His eagerness was mounting unbearably now. It had never been like this before, he thought.
He passed a brownstone walk-up, saw the girl a few steps back in the dimly-lighted foyer, and almost passed on before he realized what she was doing. She was standing with her back to the door, leaning over, adjusting her stockings. A small purse lay on the floor beside her feet.
Crowley moved almost without conscious thought. He looked both ways, saw that no one was watching him, glanced again into the foyer to make certain the girl was alone, and then opened the door silently and crossed the floor to her in three noiseless steps. Just as he reached her, she dropped her skirt and straightened up and started to turn. His fist caught her just beneath the ear.
The girl went down without a sound and lay there, jerking a little. Crowley studied her for a second, and then, certain she was out, dumped the contents of her purse on the floor and picked up the man’s billfold. He flipped it open. It contained two one-dollar bills. He shoved the bills in his pocket and threw the billfold at the girl’s face as hard as he could. “Two lousy bucks,” he said aloud. “For Christ’s sake.”
Thirty seconds after he had first spotted the girl, he was on the street again, walking rapidly, but not rapidly enough to interest anyone. The girl he’d robbed was almost forgotten. Even the vague regret he’d felt because there hadn’t been time to do a job on her was nothing more than a memory now. It could have been last night that he d slugged the girl in the foyer, or last week. His last thought of her was that she had been just an appetizer. Hell, he’d hardly slugged her at all. What he needed was somebody like Moira, and a place where he could really take his time. He began to think about how it would be to brand one of them, and now he had forgotten the girl in the foyer completely.

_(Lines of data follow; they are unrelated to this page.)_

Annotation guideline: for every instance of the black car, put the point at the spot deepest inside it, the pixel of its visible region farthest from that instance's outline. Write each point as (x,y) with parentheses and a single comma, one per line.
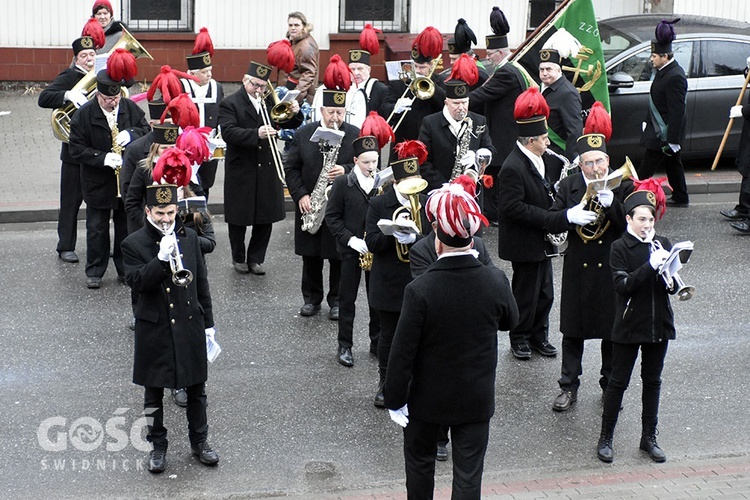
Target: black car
(713,53)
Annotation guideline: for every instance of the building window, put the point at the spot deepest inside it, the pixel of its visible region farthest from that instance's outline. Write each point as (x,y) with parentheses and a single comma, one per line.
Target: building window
(387,15)
(164,15)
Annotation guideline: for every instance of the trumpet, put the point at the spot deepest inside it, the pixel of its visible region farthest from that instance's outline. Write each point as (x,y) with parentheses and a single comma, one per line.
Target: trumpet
(180,275)
(266,117)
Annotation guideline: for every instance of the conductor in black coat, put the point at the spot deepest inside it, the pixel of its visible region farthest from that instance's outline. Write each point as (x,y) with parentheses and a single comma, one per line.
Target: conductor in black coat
(304,165)
(91,144)
(171,323)
(59,93)
(451,131)
(525,194)
(442,364)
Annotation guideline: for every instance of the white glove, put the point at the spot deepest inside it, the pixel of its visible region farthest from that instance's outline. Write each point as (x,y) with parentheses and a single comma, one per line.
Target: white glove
(402,105)
(405,238)
(580,216)
(357,244)
(605,197)
(166,247)
(76,97)
(658,257)
(123,138)
(400,416)
(113,160)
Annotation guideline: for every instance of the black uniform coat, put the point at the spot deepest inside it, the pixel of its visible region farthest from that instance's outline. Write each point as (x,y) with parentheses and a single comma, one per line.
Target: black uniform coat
(53,97)
(170,320)
(565,118)
(442,145)
(668,91)
(304,163)
(444,352)
(587,307)
(91,140)
(346,211)
(643,313)
(523,203)
(253,193)
(388,276)
(498,99)
(409,128)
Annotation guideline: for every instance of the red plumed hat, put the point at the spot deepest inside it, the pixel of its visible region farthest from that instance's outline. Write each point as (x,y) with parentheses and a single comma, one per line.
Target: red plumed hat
(465,69)
(337,74)
(280,55)
(408,148)
(203,43)
(168,83)
(194,142)
(376,125)
(173,167)
(428,44)
(93,29)
(368,39)
(183,111)
(121,66)
(598,122)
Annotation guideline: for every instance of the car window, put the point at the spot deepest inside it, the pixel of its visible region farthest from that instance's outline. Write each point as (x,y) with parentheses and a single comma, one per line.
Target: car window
(725,57)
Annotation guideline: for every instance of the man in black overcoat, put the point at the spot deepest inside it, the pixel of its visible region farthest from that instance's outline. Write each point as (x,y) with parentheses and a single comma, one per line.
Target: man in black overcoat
(587,305)
(441,370)
(92,144)
(59,93)
(525,194)
(304,164)
(172,322)
(253,191)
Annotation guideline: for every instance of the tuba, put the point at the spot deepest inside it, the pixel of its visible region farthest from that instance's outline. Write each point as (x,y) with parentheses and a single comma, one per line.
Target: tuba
(596,229)
(61,116)
(411,189)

Finally he headed through the Minetta for Macdougal Street. He walked toward Bleecker and went into Ernesto’s. This was the place. This was where he had met Moira and many of the others. This was where the wealthy uptown ladies of uncertain age came to pick up their “protégés.”
But there was no Moira at the bar, no one who resembled her even slightly. He felt wildly angry. He’d been cheated. But this was the last chance. He had to stay here. There was no place else to look.

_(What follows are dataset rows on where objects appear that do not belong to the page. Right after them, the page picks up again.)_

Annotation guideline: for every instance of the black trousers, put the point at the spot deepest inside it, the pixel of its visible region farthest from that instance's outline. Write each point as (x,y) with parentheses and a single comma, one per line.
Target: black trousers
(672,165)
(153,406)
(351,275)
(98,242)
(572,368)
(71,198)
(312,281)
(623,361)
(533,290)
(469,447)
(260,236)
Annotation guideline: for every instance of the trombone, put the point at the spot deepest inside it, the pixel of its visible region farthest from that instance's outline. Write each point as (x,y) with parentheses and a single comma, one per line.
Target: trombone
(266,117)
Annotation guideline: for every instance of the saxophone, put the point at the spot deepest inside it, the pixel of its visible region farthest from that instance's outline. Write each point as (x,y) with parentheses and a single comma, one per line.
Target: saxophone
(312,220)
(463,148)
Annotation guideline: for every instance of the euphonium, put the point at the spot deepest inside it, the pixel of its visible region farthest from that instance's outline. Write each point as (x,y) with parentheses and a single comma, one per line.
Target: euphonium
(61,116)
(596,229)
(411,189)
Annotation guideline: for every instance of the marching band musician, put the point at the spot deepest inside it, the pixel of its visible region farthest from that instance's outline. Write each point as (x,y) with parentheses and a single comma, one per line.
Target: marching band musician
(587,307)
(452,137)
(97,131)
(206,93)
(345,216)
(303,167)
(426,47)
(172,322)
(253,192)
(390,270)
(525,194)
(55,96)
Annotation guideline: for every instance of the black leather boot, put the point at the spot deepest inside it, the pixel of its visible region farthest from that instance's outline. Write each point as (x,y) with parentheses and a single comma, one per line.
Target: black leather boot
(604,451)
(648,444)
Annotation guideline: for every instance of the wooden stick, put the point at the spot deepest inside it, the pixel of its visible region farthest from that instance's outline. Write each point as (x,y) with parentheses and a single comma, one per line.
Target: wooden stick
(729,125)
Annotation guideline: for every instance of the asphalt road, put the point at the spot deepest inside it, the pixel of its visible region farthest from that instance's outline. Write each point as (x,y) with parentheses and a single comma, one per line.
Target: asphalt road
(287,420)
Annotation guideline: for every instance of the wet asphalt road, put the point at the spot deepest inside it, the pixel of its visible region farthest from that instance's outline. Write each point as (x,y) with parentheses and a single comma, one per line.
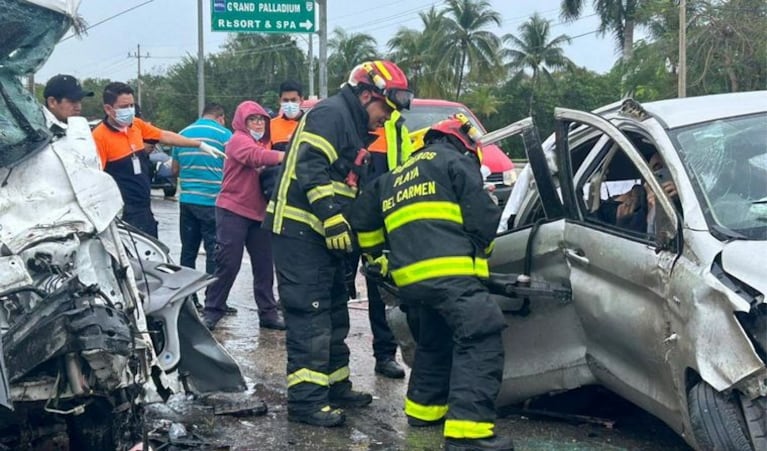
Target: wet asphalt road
(382,425)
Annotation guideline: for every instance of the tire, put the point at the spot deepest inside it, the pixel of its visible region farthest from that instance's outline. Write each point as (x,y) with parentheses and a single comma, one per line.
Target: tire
(717,420)
(101,428)
(755,413)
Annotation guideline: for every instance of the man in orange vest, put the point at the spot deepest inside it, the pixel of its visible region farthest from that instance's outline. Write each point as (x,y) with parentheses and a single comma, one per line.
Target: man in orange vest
(282,126)
(281,129)
(389,150)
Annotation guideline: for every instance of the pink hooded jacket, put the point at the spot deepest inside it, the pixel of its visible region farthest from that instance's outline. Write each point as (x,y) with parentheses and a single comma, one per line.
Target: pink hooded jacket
(241,189)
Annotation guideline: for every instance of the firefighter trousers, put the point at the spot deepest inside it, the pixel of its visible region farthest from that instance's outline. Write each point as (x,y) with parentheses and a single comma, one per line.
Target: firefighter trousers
(459,355)
(313,295)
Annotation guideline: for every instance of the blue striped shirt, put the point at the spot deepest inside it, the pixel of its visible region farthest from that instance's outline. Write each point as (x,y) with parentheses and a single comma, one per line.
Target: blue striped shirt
(200,174)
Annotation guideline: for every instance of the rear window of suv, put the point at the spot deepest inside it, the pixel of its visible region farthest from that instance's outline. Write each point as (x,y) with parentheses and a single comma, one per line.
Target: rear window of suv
(420,116)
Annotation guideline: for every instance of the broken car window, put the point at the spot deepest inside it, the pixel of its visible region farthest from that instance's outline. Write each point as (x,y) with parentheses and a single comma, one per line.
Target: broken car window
(728,163)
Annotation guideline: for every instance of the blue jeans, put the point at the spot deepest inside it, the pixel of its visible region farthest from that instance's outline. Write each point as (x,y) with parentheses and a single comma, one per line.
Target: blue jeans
(197,223)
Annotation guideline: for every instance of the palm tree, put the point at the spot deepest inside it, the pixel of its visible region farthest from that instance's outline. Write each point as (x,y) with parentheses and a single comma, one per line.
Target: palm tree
(346,51)
(618,16)
(468,45)
(534,51)
(415,51)
(483,102)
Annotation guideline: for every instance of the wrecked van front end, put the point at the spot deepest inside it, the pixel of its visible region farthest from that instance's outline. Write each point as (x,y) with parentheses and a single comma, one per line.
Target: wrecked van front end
(74,341)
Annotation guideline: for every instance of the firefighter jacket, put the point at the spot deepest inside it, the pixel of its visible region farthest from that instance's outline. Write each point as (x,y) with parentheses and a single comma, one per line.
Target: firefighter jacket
(311,186)
(391,147)
(432,213)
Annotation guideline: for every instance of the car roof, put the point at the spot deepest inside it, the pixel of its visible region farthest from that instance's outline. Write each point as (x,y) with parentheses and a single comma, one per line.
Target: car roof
(435,102)
(309,103)
(675,113)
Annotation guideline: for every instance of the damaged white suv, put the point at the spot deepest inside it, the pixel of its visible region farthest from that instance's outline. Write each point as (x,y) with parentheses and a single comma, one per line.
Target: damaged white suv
(632,255)
(655,220)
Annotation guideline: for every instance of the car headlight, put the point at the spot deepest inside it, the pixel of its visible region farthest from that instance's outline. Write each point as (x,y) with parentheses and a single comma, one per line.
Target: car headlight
(509,177)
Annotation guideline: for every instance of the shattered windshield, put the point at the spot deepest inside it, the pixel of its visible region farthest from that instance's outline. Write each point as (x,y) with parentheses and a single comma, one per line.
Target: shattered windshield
(728,161)
(27,37)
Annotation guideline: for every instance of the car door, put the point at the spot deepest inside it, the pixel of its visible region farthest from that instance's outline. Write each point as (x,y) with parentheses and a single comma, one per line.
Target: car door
(544,343)
(618,275)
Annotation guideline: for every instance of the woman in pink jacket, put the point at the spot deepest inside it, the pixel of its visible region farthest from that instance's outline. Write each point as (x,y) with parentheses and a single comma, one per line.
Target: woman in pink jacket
(240,209)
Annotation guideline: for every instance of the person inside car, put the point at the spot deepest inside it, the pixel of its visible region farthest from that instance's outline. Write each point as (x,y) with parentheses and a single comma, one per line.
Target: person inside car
(635,209)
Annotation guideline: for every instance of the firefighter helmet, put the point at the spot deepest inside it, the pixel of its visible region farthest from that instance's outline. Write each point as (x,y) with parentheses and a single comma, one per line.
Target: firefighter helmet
(460,131)
(385,80)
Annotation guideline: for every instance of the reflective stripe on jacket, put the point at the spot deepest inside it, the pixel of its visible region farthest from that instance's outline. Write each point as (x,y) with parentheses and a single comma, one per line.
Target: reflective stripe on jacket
(311,186)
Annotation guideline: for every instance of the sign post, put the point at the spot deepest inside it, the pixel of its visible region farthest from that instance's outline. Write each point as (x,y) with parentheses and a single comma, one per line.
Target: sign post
(259,16)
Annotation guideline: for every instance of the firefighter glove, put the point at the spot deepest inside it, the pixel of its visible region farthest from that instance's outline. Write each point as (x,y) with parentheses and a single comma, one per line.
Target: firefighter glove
(210,150)
(380,263)
(338,233)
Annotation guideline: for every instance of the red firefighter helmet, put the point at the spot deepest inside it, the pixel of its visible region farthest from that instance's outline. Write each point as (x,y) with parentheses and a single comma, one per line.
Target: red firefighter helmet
(385,80)
(461,132)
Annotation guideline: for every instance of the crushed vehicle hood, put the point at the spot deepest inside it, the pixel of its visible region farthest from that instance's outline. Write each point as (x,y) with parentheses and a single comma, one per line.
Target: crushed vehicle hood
(747,260)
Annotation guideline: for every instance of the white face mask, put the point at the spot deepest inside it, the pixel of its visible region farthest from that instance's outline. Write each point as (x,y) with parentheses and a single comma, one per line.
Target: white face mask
(124,116)
(290,109)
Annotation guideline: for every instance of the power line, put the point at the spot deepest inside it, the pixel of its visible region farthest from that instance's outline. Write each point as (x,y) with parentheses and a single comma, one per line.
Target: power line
(109,18)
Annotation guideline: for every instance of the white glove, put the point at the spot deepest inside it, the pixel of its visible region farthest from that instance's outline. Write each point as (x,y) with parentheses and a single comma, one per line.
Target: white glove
(212,151)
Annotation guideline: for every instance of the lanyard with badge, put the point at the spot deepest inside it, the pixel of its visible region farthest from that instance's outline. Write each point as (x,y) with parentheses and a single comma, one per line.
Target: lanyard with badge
(136,162)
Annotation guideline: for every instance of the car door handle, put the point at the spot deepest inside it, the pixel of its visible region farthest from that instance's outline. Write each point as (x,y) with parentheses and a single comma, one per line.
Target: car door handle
(577,255)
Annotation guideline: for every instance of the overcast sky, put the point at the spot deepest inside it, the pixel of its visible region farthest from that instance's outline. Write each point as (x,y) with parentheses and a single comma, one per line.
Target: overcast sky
(167,30)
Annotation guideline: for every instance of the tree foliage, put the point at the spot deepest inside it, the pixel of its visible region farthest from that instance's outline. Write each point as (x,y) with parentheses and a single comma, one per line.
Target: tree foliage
(455,54)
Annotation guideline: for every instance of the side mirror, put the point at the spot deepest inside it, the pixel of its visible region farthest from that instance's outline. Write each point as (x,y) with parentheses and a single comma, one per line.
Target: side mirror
(665,230)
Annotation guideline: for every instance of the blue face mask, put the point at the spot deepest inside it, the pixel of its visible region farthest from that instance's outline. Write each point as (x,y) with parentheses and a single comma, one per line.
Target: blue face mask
(290,109)
(124,116)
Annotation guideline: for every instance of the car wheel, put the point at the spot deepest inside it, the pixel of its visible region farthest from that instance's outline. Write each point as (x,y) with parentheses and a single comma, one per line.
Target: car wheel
(717,420)
(100,427)
(755,413)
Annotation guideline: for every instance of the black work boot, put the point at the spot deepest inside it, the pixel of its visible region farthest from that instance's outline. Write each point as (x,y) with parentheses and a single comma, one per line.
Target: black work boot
(496,443)
(342,395)
(325,417)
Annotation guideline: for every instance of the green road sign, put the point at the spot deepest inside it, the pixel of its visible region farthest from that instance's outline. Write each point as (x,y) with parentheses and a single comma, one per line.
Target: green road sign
(258,16)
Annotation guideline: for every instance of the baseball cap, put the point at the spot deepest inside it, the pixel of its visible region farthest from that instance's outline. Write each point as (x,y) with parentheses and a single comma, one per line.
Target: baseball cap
(65,86)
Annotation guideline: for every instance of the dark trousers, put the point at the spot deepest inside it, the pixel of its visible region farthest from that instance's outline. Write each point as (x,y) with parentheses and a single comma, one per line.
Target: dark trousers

He pushed his way to the crowded bar and ordered a beer he did not want.
The bartender said, “Weekends we serve only bottle beer, fifty cents a copy. You can get a shot for the same price. We gotta keep the sippers out. The place gets crowded weekends.”
“Beer,” said Crowley righteously. “I never drink hard liquor.”
There was a mixed crowd of Villagers and “tourists” from uptown in Ernesto’s. The Villagers, who were elaborately casual in their attire to mark them as artistic souls, seemed mainly occupied in cadging drinks from the well-dressed visitors. Tourists were fair game every weekend for the regulars of such taverns.
Crowley sipped his beer slowly and urgent restlessness grew inside him. The crowd shifted every few minutes. A party would leave and another would come through the door to replace it at the long bar. But the one Crowley was looking for did not arrive. He became sullen and angry. He was in a crowd, but he was alone again.